We used to believe that Chronic Inflammation was just an extended Acute Inflammation. It turns out, whether we look at the cellular level or the whole-body level, the two processes are completely separate and behave completely differently. One may lead to the other; one may appear without the other; but they are utterly separate. In fact, in my book I suggest the use of a new name for Chronic Inflammation to make the separation clear. I suggested Pathomelitis; patho- meaning disease, -ome meaning the complete set of, and -itis meaning inflammation. (Fat chance of that will ever happen!) There are three main avenues of differences between Acute Inflammation and Chronic Inflammation:

  1. The different ways they affect the body’s cells, tissues, and processes.

  2. The different signals used; the different drugs that can be used against them; and the way those signals and drugs behave in the body

  3. Most importantly, the different ways these processes affect the body clinically, both during the disease and after.

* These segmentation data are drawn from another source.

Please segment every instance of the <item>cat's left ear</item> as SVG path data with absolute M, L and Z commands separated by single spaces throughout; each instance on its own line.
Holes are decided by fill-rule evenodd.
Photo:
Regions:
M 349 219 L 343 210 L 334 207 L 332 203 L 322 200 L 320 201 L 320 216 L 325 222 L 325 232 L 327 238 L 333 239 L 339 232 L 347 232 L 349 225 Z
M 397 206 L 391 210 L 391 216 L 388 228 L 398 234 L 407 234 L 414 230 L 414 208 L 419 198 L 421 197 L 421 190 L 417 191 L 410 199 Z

The clinical basis for my thesis, that Chronic Inflammation is the root cause of all disease, is in how widespread, and how destructive Chronic Inflammation is to the body’s processes. Acute inflammation stays local. If you get a paper cut on your finger and the skin either side of the cut is red and warm, you won’t feel it in your other hand. Chronic inflammation and its signals can cause damage locally too, like in psoriasis, but more importantly chronic inflammation can affect the entire body, like in rheumatoid arthritis or systemic lupus erythematosus. Chronic Inflammation can even alter your blood vessel walls throughout your body in a disease process called, perivasculitis. The ability for Chronic Inflammation to affect the whole body and cause diverse and intense changes to how your body can function, is the first step that allows all future disease states to exist. Without Chronic Inflammation, they could not happen. So when you hear “inflammation” is associated with a disease, remember that it is Chronic Inflammation. I will get into more depth into how Chronic Inflammation affects your cells and tissues and the bioscience behind Chronic Inflammation in the section (2) “The Enemy Within Us.” But generally, most blogs will work case by case, explaining how Chronic Inflammation is the basis of infectious diseases, cancers, autoimmune diseases and, indeed, all categories of human diseases.